Tal como a variável \(x_1\), \(x_2\) está associado a um efeito de interação, portanto ambos efeitos (fixo e interação) são testados. A segunda linha do quadro, referente a \(x_2\), testaria as hipóteses:
\[H_0: \begin{pmatrix} \beta_2 \\ \beta_4 \end{pmatrix} = \begin{pmatrix} 0 \\ 0 \end{pmatrix} \ vs \ H_1: \begin{pmatrix} \beta_2 \\ \beta_4 \end{pmatrix} \neq \begin{pmatrix} 0 \\ 0 \end{pmatrix}.\]
Neste caso, os elementos na notação \(\boldsymbol{L\beta} = \boldsymbol{c}\) são:
\[\boldsymbol{L} = \begin{bmatrix} 0 & 0 & 1 & 0 & 0 \\ 0 & 0 & 0 & 0 & 1 \end{bmatrix}, \boldsymbol{\beta} = \begin{bmatrix} \beta_0\\ \beta_1\\ \beta_2\\ \beta_3\\ \beta_4 \end{bmatrix}, \boldsymbol{c} = \begin{bmatrix} 0\\ 0\end{bmatrix}.\]
A terceira linha do quadro testaria uma única hipótese, pois o parâmetro \(x_3\) não está associado a nenhum outro efeito:
\[H_0: \beta_3 = 0 \ vs \ H_1: \beta_3 \neq 0.\]

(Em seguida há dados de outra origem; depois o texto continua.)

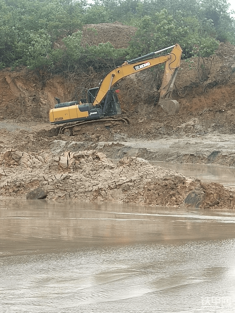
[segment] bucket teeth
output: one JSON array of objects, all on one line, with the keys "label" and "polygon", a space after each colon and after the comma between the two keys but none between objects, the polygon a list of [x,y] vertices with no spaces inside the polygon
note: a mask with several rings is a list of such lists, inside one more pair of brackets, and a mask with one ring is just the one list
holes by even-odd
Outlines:
[{"label": "bucket teeth", "polygon": [[176,114],[180,110],[180,105],[176,100],[168,98],[159,101],[159,104],[164,110],[169,114]]}]

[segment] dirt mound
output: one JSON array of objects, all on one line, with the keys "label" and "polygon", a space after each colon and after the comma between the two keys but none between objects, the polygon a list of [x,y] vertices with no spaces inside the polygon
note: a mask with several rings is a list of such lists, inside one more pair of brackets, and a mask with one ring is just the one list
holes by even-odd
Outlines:
[{"label": "dirt mound", "polygon": [[120,22],[112,23],[90,24],[83,27],[81,44],[97,46],[110,42],[116,49],[126,48],[137,28]]},{"label": "dirt mound", "polygon": [[34,156],[11,149],[0,155],[0,164],[2,197],[24,198],[39,189],[54,200],[220,209],[235,203],[235,195],[219,184],[187,179],[139,158],[125,157],[115,165],[95,151]]}]

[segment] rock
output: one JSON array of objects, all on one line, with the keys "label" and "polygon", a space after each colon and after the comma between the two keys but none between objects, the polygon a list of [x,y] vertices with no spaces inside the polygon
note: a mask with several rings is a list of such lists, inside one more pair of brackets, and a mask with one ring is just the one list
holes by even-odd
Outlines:
[{"label": "rock", "polygon": [[182,206],[199,208],[203,200],[204,193],[199,189],[195,189],[188,195],[185,199]]},{"label": "rock", "polygon": [[44,190],[40,187],[38,187],[34,190],[28,192],[26,195],[26,198],[27,199],[45,199],[47,195],[47,194]]}]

Portanto, a matriz \(\boldsymbol{L}\) da notação \(\boldsymbol{L\beta} = \boldsymbol{c}\) é um vetor, pois apenas um parâmetro é testado:
\[\boldsymbol{L} = \begin{bmatrix} 0 & 0 & 0 & 1 & 0 \\ \end{bmatrix}, \boldsymbol{\beta} = \begin{bmatrix} \beta_0\\ \beta_1\\ \beta_2\\ \beta_3\\ \beta_4 \end{bmatrix}, \boldsymbol{c} = \begin{bmatrix} 0\\ \end{bmatrix}.\]
Por fim, a última linha do quadro testaria o efeito da interação no modelo, ou seja:
\[H_0: \beta_4 = 0 \ vs \ H_1: \beta_4 \neq 0.\]
Novamente, por se tratar de um único parâmetro, a matriz \(\boldsymbol{L}\) é um vetor:
\[\boldsymbol{L} = \begin{bmatrix} 0 & 0 & 0 & 0 & 1 \\ \end{bmatrix}, \boldsymbol{\beta} = \begin{bmatrix} \beta_0\\ \beta_1\\ \beta_2\\ \beta_3\\ \beta_4 \end{bmatrix}, \boldsymbol{c} = \begin{bmatrix} 0\\ \end{bmatrix}.\]
Como já mencionado, a Análise de Variância do tipo III não trata de forma distinta efeitos fixos de interações. Portanto, os testes em cada linha do quadro de Análise de Variância seriam:
Na primeira linha, referente a \(x_1\), testaríamos o modelo completo contra o modelo sem \(x_1\). Note que, diferentemente da análise do tipo II mantém-se o parâmetro de interação, isto é, nada se supõe sobre ele:
\[H_0: \beta_1 = 0 \ vs \ H_1: \beta_1 \neq 0.\]
Ou seja:
\[\boldsymbol{L} = \begin{bmatrix} 0 & 1 & 0 & 0 & 0 \\ \end{bmatrix}, \boldsymbol{\beta} = \begin{bmatrix} \beta_0\\ \beta_1\\ \beta_2\\ \beta_3\\ \beta_4 \end{bmatrix}, \boldsymbol{c} = \begin{bmatrix} 0\\ \end{bmatrix}.\]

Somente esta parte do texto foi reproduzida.